(Headline USA) Nigerian President Muhammadu Buhari says he has directed the lifting of the ban on Twitter’s operations in Nigeria but only if certain conditions are met including Twitter’s “positive” use and registration in the West African nation.
Buhari told the country of more than 200 million people in an Independence Day broadcast Friday that a government team has had “extensive engagements” with Twitter and following that, “the issues are being addressed and I have directed that the suspension be lifted but only if the conditions are met to allow our citizens continue the use of the platform for business and positive engagements.”
Nigeria suspended Twitter’s operation on June 4, citing “the persistent use of the platform for activities that are capable of undermining Nigeria’s corporate existence.”
The action triggered complaints from woke globalists that Buhari’s action could be a replay of the clampdown on free speech which played out in the 1980s during his regime as Nigeria’s military ruler.
However, it drew applause from others who have accused Twitter of inappropriately injecting politics into its publishing platform and using its widespread influence and wealth to target mainstream conservative speech—most notably through its interference in the 2020 US election and subsequent ban of then-President Donald Trump.
Twitter, meanwhile, has given safe harbor to terrorist and extremist groups on the Left—from the Taliban to Hamas to Antifa—to promote violence and bigotry in particularly harsh terms.
The Nigerian ban was announced shortly after the social media network deleted a post by Buhari in which he threatened to treat separatists “in the language they will understand,” though Nigerian officials have denied that the deleted post was what prompted their action.

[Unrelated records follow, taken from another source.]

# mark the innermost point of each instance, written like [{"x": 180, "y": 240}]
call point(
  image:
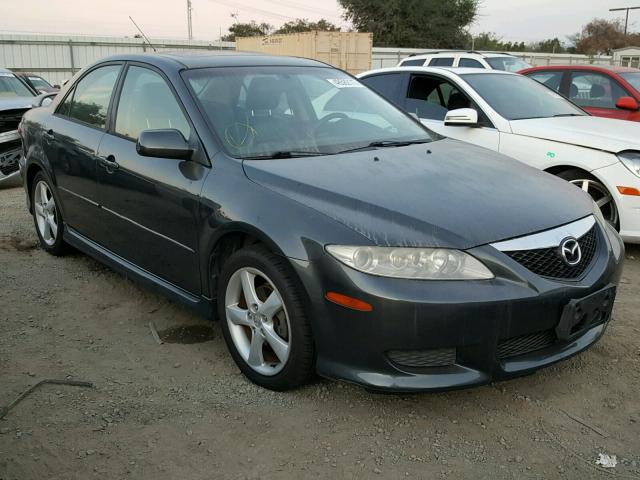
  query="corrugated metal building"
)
[{"x": 57, "y": 57}]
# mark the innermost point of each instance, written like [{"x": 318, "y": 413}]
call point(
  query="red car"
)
[{"x": 603, "y": 91}]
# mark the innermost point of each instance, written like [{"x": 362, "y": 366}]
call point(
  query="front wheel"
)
[
  {"x": 264, "y": 319},
  {"x": 47, "y": 216},
  {"x": 597, "y": 191}
]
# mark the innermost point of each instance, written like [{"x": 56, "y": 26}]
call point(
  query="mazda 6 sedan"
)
[{"x": 325, "y": 228}]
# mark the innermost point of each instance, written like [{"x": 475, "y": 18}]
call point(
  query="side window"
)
[
  {"x": 418, "y": 62},
  {"x": 147, "y": 103},
  {"x": 89, "y": 100},
  {"x": 589, "y": 89},
  {"x": 441, "y": 62},
  {"x": 469, "y": 62},
  {"x": 553, "y": 80},
  {"x": 431, "y": 98},
  {"x": 386, "y": 85}
]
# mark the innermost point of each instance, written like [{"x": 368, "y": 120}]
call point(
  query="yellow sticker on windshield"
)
[{"x": 345, "y": 82}]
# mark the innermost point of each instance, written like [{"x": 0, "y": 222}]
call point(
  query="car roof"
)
[
  {"x": 596, "y": 68},
  {"x": 448, "y": 70},
  {"x": 208, "y": 58},
  {"x": 458, "y": 52}
]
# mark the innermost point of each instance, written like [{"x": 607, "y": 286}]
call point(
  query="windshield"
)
[
  {"x": 508, "y": 64},
  {"x": 516, "y": 97},
  {"x": 10, "y": 86},
  {"x": 297, "y": 111},
  {"x": 39, "y": 82},
  {"x": 633, "y": 78}
]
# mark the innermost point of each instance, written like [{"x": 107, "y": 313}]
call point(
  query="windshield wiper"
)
[
  {"x": 284, "y": 154},
  {"x": 386, "y": 144}
]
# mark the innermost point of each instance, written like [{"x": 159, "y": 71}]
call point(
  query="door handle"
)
[{"x": 109, "y": 163}]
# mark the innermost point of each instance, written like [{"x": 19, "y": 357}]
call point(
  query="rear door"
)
[
  {"x": 153, "y": 203},
  {"x": 598, "y": 94},
  {"x": 430, "y": 97},
  {"x": 71, "y": 140}
]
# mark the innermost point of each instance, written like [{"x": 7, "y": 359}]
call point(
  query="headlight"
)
[
  {"x": 631, "y": 160},
  {"x": 412, "y": 263}
]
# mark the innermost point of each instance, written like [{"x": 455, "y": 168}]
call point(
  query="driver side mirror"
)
[
  {"x": 165, "y": 143},
  {"x": 627, "y": 103},
  {"x": 461, "y": 117}
]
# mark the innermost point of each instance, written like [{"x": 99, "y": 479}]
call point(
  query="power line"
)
[
  {"x": 253, "y": 9},
  {"x": 626, "y": 22}
]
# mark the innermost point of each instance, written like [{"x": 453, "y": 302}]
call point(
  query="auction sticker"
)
[{"x": 345, "y": 82}]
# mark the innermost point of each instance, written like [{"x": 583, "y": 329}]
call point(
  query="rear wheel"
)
[
  {"x": 47, "y": 217},
  {"x": 596, "y": 190},
  {"x": 264, "y": 319}
]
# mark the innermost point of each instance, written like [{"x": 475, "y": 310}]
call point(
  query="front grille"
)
[
  {"x": 440, "y": 357},
  {"x": 512, "y": 347},
  {"x": 547, "y": 262},
  {"x": 9, "y": 155}
]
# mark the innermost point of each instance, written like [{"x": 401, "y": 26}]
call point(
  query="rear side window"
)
[
  {"x": 441, "y": 62},
  {"x": 418, "y": 62},
  {"x": 387, "y": 85},
  {"x": 589, "y": 89},
  {"x": 470, "y": 63},
  {"x": 553, "y": 80},
  {"x": 89, "y": 100},
  {"x": 147, "y": 103}
]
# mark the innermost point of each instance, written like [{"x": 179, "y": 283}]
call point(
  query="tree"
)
[
  {"x": 413, "y": 23},
  {"x": 251, "y": 29},
  {"x": 601, "y": 37},
  {"x": 304, "y": 25}
]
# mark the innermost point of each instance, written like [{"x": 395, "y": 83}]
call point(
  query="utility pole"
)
[
  {"x": 626, "y": 22},
  {"x": 189, "y": 25}
]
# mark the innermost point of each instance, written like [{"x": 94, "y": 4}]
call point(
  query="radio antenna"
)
[{"x": 142, "y": 33}]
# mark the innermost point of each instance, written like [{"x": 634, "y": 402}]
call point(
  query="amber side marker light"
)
[
  {"x": 629, "y": 191},
  {"x": 348, "y": 302}
]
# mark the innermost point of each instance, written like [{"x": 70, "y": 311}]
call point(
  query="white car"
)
[
  {"x": 523, "y": 119},
  {"x": 459, "y": 58}
]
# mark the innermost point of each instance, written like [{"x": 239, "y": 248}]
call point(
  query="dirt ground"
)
[{"x": 183, "y": 411}]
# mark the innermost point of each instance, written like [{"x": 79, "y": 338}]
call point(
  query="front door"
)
[
  {"x": 153, "y": 203},
  {"x": 431, "y": 97},
  {"x": 71, "y": 142}
]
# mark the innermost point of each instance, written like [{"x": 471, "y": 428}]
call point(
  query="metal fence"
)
[{"x": 57, "y": 58}]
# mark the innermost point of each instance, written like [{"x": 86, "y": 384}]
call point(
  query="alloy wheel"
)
[
  {"x": 46, "y": 213},
  {"x": 601, "y": 196},
  {"x": 258, "y": 321}
]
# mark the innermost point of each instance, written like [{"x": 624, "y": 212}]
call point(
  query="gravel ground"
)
[{"x": 182, "y": 410}]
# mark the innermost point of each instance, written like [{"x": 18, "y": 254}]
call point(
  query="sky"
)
[{"x": 512, "y": 20}]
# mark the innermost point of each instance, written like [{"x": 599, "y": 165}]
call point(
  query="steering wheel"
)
[{"x": 332, "y": 116}]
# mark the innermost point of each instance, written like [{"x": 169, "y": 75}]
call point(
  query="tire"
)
[
  {"x": 598, "y": 192},
  {"x": 47, "y": 217},
  {"x": 249, "y": 326}
]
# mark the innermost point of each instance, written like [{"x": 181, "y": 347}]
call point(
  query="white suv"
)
[{"x": 457, "y": 58}]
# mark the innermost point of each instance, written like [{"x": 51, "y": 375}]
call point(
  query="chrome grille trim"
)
[{"x": 548, "y": 238}]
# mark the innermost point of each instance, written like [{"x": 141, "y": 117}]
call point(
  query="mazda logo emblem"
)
[{"x": 570, "y": 251}]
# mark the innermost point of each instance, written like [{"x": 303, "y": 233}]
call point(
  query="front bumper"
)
[
  {"x": 486, "y": 324},
  {"x": 10, "y": 153}
]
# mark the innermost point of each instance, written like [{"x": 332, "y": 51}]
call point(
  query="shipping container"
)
[{"x": 350, "y": 51}]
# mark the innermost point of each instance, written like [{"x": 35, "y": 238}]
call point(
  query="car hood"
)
[
  {"x": 456, "y": 196},
  {"x": 607, "y": 134},
  {"x": 15, "y": 103}
]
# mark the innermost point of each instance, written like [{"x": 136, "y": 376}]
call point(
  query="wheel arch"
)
[{"x": 229, "y": 239}]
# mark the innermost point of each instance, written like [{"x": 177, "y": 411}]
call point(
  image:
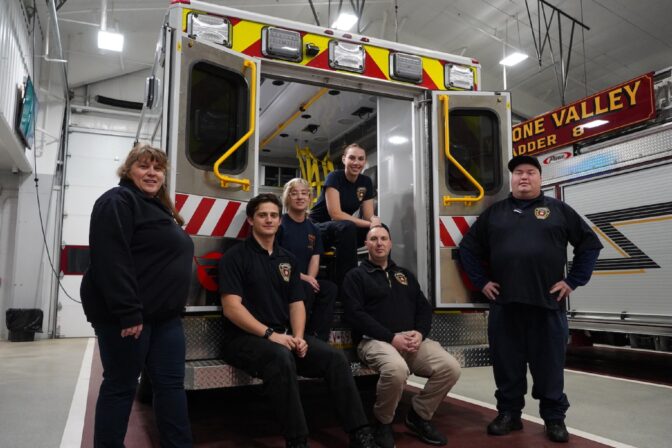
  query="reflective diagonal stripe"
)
[
  {"x": 225, "y": 219},
  {"x": 205, "y": 216},
  {"x": 199, "y": 216},
  {"x": 453, "y": 228},
  {"x": 633, "y": 257}
]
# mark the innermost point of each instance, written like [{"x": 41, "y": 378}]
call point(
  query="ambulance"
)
[
  {"x": 609, "y": 156},
  {"x": 243, "y": 102}
]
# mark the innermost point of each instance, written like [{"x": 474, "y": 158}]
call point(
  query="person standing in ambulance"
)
[
  {"x": 301, "y": 237},
  {"x": 523, "y": 242},
  {"x": 133, "y": 294},
  {"x": 345, "y": 192}
]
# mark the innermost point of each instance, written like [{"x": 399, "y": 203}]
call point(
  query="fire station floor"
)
[{"x": 48, "y": 390}]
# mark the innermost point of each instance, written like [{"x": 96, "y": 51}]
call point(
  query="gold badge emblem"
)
[
  {"x": 285, "y": 271},
  {"x": 542, "y": 212},
  {"x": 401, "y": 278}
]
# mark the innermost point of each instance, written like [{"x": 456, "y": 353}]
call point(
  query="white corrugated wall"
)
[{"x": 15, "y": 53}]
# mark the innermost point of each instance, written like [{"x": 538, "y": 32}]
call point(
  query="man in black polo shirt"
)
[
  {"x": 262, "y": 298},
  {"x": 523, "y": 242}
]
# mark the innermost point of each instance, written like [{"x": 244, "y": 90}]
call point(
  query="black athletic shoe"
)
[
  {"x": 503, "y": 424},
  {"x": 300, "y": 442},
  {"x": 424, "y": 429},
  {"x": 556, "y": 431},
  {"x": 384, "y": 435},
  {"x": 363, "y": 438}
]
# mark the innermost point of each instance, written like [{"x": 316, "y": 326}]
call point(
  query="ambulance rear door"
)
[
  {"x": 471, "y": 145},
  {"x": 213, "y": 143}
]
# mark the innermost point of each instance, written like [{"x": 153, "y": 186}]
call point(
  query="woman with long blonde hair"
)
[
  {"x": 133, "y": 293},
  {"x": 302, "y": 238}
]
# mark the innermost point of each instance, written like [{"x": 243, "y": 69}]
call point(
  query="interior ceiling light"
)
[
  {"x": 513, "y": 59},
  {"x": 110, "y": 41},
  {"x": 345, "y": 21},
  {"x": 594, "y": 123},
  {"x": 107, "y": 40},
  {"x": 397, "y": 139}
]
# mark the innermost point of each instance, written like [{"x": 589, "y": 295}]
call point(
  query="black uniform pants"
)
[
  {"x": 520, "y": 335},
  {"x": 346, "y": 237},
  {"x": 320, "y": 308},
  {"x": 278, "y": 368}
]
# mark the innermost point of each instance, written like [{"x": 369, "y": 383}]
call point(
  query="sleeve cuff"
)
[{"x": 130, "y": 320}]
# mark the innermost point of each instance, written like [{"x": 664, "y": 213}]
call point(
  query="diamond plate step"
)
[
  {"x": 470, "y": 355},
  {"x": 215, "y": 373}
]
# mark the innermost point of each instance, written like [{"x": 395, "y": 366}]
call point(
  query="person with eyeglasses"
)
[
  {"x": 261, "y": 296},
  {"x": 301, "y": 237},
  {"x": 345, "y": 192}
]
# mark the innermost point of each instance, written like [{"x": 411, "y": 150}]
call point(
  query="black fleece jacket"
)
[
  {"x": 381, "y": 302},
  {"x": 140, "y": 260}
]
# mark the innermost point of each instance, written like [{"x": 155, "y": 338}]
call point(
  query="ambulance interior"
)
[
  {"x": 315, "y": 120},
  {"x": 335, "y": 117}
]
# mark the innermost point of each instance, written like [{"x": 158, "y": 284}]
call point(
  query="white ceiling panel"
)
[{"x": 626, "y": 38}]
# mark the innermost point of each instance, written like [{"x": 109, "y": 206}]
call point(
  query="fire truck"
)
[
  {"x": 610, "y": 157},
  {"x": 243, "y": 102}
]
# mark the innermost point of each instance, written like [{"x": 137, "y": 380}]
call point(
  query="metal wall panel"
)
[{"x": 15, "y": 54}]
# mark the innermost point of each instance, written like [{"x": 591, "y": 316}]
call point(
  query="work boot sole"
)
[{"x": 515, "y": 426}]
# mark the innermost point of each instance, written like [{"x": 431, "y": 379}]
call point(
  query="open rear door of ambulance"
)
[
  {"x": 214, "y": 137},
  {"x": 471, "y": 141}
]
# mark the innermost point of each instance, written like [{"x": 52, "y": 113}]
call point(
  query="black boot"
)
[
  {"x": 424, "y": 429},
  {"x": 556, "y": 431},
  {"x": 298, "y": 442},
  {"x": 362, "y": 438},
  {"x": 503, "y": 424}
]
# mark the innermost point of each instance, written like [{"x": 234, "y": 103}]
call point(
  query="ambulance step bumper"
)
[
  {"x": 470, "y": 355},
  {"x": 215, "y": 373}
]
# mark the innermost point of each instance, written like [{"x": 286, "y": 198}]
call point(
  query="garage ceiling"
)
[{"x": 626, "y": 38}]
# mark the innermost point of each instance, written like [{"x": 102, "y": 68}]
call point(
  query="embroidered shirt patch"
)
[
  {"x": 361, "y": 191},
  {"x": 542, "y": 212},
  {"x": 285, "y": 271},
  {"x": 401, "y": 278}
]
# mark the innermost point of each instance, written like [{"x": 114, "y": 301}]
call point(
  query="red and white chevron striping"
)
[
  {"x": 205, "y": 216},
  {"x": 453, "y": 228}
]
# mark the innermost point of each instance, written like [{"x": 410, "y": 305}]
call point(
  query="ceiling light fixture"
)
[
  {"x": 345, "y": 21},
  {"x": 397, "y": 139},
  {"x": 513, "y": 59},
  {"x": 108, "y": 40}
]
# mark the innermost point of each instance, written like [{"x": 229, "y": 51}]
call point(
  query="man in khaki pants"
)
[{"x": 391, "y": 318}]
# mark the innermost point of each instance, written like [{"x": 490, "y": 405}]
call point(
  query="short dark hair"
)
[
  {"x": 381, "y": 225},
  {"x": 259, "y": 199}
]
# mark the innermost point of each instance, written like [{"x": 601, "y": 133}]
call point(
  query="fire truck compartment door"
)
[
  {"x": 471, "y": 144},
  {"x": 217, "y": 112}
]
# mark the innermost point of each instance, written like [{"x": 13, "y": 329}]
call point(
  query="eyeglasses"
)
[{"x": 296, "y": 194}]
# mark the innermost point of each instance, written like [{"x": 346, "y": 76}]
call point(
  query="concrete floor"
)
[
  {"x": 631, "y": 413},
  {"x": 38, "y": 380}
]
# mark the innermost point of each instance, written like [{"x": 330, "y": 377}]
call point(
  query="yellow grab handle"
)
[
  {"x": 224, "y": 179},
  {"x": 447, "y": 200},
  {"x": 304, "y": 107}
]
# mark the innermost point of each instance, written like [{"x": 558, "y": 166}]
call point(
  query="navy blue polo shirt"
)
[
  {"x": 267, "y": 283},
  {"x": 351, "y": 194},
  {"x": 302, "y": 239},
  {"x": 524, "y": 244}
]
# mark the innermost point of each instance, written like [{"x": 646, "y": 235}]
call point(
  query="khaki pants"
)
[{"x": 431, "y": 361}]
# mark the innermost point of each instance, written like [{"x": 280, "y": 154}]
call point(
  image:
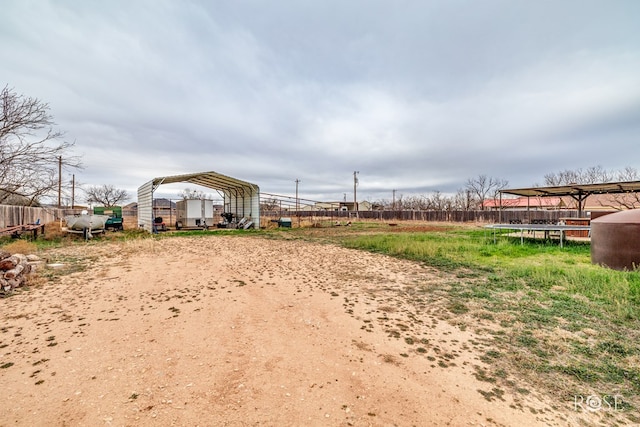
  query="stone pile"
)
[{"x": 14, "y": 270}]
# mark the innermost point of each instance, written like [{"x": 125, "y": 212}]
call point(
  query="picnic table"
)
[{"x": 546, "y": 228}]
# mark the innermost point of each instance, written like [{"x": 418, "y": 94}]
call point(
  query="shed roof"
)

The action to suspend Twitter’s operation in Nigeria shows Buhari’s government “prefers authoritarianism to democracy,” claimed Idayat Hassan of the West Africa-focused Centre for Democracy and Development.
Many Nigerians, mostly young people, have been finding a way around the ban by turning to virtual private network apps, but many corporate entities and businesses—some of which the Nigerian economy relies on—have complied with the directive.
As the telecommunications access blockade continues, so it has had an economic cost for Africa’s most populous country, with more than 64 million young people.
According to NetBlocks, which estimates the cost of internet shutdowns worldwide, Nigeria could be losing N103.1 million ($251,000) in every hour of the blockade, which has now lasted more than 100 days.
In addition to registering and paying tax in Nigeria, Buhari said some of the other conditions upon which telecommunications companies will once again grant access to Twitter in Nigeria are “national security” and local content on the social network.
He did not explain how that will play out but added that the country remains committed to “ensuring that digital companies use their platform to enhance the lives of our citizens, respect Nigeria’s sovereignty, cultural values and promote online safety.”